This sentence is doing the work of an entire engineering principle. Read it twice.

The metaphor underneath it is the pilot's checklist. Every item on the pre-takeoff checklist for a Boeing 737 traces to a specific crash, a specific near-miss, or a specific incident the FAA investigated. Nothing on the checklist is theoretical. Nothing is "we thought it might be a good idea." Every line earned its place because not having that line cost lives.

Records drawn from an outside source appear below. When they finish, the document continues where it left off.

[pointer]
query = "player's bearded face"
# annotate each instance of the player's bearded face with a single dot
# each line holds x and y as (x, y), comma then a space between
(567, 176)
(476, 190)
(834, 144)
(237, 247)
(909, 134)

The harness-engineering parallel is exact. Lines in AGENTS.md / CLAUDE.md / .cursorrules / skill files are checklist items. Each one is a guardrail against a recurring failure. If you can't say which failure a line is guarding against, the line shouldn't be there.

The two-sentence test

For every line in your system-prompt-equivalent, you should be able to answer two questions in under five seconds:

  1. What failure did this rule earn its place against? "Agent commented out a failing test on 2026-03-15." "Agent ran git push --force to main on 2026-04-02." "Agent kept using inline styles after we adopted Tailwind on 2026-02-20."
  2. What would have to be true for this rule to become unnecessary? "The model is post-trained to never silently disable tests." "The harness has a pre-tool hook that blocks force-push to protected branches." "Tailwind enforcement is built into the model's project-context layer."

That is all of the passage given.